Depending on the data set, or even on the day, the fundamental picture for markets looks just as muddled as the technical one. One of the biggest worries is that the economy may be tipping into recession, based on part on a potential trade war. That's helping some long-term data roll over, showing a higher risk that we've reached a peak for the business cycle.

Morgan Stanley, via the WSJ notes that the cycle for the U.S. has already tipped and we're currently in the "downtrend" phase, which typically lasts for roughly a year.

When the cycle turned in 2000 and 2007, upside for stocks was limited and downside was massive. But the economy does not equal the stock market, and previous turns did not mark good selling points.

The impact on bond yields was similarly mixed, but generally yields rose in the months following a turn in the cycle.

De-Risking

Signs of anxiety are getting common, which we saw in the reports and notes last week. More signs have popped up including a big drop in Risk Appetite.

There has been a near-record level of Rydex mutual fund traders fleeing into "safe" funds versus "risky" ones over the past month.

And a near-record lack of call buying on the ISE exchange.

This is helping push the skew of put vs call options. This is kind of a wonky indicator and we would definitely not rely heavily on it.

Even the largest of traders are scrambling to buy protective put options.

Small traders started buying a bunch of puts, too.

And they're paying up for the privilege.

Sinking Silver

On Friday, we saw that "smart money" hedgers were net long silver futures for one of the few times in history. They have a good record in that contract.

This is one of the only weeks in the history of the contract when hedgers flipped to a net long position. Other times they held less than 5% of open interest net short tended to lead to rallies, and even those times were rare. It happened in 1997, and since then only recently.

Maybe speculators are betting that silver's seasonally weak June is going to reassert itself. This month is when the metal has traditionally bottomed.

Along with traders in the futures, ETF traders aren't sticking around. Shares in SLV have dropped to one of the lowest levels since the bear market began in 2011.

The WSJ notes there has been a big increase in silver held in inventory, likely to push prices down even further. Inventories nearly doubled over the past two years. Below is a two-year rate of change in silver held at the Comex. Hard to make much of this.

Breadth Review

The slide to end last week triggered a number of extremes across indexes and sectors.

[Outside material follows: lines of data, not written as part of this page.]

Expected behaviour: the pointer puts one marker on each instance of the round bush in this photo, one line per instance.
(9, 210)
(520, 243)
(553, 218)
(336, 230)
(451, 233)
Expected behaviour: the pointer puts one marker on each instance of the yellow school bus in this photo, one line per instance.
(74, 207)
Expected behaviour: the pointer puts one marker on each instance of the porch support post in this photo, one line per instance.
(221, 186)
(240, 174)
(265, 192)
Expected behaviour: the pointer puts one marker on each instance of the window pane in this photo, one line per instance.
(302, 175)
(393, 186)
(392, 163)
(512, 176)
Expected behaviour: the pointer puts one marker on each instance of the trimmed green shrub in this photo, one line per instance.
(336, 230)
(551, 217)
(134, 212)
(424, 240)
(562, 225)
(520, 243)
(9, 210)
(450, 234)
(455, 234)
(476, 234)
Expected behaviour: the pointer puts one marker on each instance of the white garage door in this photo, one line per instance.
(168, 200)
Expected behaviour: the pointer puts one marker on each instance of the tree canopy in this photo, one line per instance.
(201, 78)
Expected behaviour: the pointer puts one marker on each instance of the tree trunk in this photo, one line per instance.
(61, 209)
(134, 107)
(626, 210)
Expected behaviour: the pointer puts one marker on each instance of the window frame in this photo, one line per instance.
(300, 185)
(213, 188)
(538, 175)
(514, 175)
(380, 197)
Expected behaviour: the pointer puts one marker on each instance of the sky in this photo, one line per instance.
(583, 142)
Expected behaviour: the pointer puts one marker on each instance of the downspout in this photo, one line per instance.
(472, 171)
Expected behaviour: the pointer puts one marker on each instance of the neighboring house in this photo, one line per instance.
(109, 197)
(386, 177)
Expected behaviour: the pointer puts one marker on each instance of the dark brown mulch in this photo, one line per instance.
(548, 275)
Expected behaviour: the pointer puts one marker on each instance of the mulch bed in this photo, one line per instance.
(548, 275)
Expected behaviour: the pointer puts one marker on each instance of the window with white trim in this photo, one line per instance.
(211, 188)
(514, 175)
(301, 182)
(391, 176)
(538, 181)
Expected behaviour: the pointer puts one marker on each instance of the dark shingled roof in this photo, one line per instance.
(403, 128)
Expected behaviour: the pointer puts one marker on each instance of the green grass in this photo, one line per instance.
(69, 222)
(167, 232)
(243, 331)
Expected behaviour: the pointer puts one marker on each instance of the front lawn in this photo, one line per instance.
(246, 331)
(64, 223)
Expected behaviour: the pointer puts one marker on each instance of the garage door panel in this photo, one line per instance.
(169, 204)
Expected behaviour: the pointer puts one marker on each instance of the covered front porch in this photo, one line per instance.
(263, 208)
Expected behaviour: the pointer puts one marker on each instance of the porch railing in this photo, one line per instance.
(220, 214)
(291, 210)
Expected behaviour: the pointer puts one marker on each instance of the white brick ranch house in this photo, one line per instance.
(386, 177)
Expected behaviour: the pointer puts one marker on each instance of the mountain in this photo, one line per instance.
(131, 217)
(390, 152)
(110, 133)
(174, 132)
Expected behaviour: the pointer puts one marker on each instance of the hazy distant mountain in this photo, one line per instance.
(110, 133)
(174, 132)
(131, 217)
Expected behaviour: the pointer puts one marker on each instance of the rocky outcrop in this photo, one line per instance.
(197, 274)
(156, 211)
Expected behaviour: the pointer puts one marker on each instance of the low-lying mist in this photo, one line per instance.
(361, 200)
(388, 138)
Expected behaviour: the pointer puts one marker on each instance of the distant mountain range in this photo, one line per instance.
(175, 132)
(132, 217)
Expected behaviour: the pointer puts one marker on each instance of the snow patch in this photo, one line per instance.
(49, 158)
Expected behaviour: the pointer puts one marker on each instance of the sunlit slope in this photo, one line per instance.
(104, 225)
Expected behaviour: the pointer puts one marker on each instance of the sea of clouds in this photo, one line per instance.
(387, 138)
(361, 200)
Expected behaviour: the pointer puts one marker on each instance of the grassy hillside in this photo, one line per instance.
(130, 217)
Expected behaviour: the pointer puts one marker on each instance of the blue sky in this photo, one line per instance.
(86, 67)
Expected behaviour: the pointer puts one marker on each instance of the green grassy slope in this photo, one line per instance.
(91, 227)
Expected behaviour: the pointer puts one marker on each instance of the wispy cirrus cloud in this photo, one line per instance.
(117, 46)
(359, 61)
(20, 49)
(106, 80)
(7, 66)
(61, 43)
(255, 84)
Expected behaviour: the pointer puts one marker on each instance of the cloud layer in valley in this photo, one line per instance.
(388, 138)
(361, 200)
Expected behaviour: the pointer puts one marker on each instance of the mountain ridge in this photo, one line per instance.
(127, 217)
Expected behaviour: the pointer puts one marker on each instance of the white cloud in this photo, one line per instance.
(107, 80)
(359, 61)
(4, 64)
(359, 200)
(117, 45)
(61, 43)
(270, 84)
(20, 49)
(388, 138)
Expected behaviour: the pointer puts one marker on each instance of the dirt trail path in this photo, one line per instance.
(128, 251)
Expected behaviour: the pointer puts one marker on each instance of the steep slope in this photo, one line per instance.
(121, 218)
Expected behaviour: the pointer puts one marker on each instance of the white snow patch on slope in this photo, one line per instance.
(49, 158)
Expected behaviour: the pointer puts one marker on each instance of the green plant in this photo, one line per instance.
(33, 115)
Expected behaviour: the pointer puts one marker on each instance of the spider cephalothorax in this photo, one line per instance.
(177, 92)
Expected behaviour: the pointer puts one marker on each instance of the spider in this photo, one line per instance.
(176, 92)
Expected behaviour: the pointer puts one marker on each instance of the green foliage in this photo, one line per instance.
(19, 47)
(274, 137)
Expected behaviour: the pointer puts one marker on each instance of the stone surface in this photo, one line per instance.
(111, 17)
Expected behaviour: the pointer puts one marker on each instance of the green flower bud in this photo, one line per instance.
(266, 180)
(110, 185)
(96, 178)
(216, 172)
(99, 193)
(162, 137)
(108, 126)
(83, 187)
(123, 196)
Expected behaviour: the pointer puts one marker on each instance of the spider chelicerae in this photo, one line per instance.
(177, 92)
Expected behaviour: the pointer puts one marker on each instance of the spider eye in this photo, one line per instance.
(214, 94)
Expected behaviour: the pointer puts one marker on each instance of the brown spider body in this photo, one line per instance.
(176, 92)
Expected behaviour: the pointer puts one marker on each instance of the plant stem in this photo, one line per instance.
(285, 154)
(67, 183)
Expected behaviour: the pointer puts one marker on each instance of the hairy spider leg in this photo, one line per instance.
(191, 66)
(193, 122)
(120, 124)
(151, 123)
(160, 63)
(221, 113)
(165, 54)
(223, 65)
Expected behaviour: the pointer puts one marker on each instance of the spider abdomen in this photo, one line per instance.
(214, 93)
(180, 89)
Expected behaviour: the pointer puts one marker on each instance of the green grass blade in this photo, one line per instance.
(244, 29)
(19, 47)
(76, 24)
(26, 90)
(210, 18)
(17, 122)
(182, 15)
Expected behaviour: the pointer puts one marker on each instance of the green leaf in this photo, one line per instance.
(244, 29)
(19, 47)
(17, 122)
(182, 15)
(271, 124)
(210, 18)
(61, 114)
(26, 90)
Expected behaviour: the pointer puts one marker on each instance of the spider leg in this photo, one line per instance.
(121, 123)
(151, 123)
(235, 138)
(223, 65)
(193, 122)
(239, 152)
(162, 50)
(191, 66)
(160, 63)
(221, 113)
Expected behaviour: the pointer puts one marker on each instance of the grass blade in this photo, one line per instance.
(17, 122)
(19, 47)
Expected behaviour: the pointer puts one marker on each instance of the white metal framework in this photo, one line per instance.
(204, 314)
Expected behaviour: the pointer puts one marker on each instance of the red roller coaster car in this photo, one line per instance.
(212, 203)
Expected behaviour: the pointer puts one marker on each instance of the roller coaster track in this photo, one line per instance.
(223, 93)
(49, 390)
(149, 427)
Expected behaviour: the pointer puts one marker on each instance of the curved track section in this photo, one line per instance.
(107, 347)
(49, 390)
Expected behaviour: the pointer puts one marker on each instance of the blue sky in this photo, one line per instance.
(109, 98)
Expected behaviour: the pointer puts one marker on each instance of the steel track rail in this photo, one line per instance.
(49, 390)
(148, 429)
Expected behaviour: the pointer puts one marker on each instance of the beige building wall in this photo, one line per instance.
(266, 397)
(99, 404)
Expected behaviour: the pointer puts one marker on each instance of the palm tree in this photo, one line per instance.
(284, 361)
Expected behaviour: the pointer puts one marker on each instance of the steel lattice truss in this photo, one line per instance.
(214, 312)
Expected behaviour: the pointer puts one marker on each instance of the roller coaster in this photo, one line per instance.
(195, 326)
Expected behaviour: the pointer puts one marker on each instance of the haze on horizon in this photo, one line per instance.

For the Dow Industrials, the McClellan Oscillator hit -110 while the index itself was trading below an upward-sloping 200-day average. Similar setups show times when short-term selling pressure was severe and the index was threatening to lose its long-term uptrend. Typically didn't happen, though.

And more than a third have fallen below their lower volatility bands.

In small caps, some of the internal breadth extremes are "getting there" but aren't quite to levels that suggest overwhelming odds. More than half of stocks in the Russell 2000 have now dropped to one-month lows.

Fewer than 12% of them have held above their short-term moving averages.

That has pushed the Oscillator to a very low level.

Consumer discretionary stocks got hit hard, and more than 30% of them have reached oversold levels, while XLY is still holding above its 200-day averages. That's only triggered a few times before, and XLY managed to rebound each time.

While rocky markets tend to see investors gravitate toward "safe" stocks, consumer staples have also been nailed. More than 20% of them just hit a 52-week low.

While it has gotten much more extreme, with 30-50% of them hitting a new low at the same time, this is still a big figure, and the sector has tended to rally afterward. It's extremely unusual to see this kind of widespread losses when XLP is still above its 200-day average - it's only happened once before, last December.

That was definitely not a good time to assume the sector was about to bounce, so we're getting a mixed message here.

Overseas, 30% of members in the German DAX have hit an oversold reading, while the index itself holds above its long-term average.  That has been a decent indication that a bounce was forthcoming.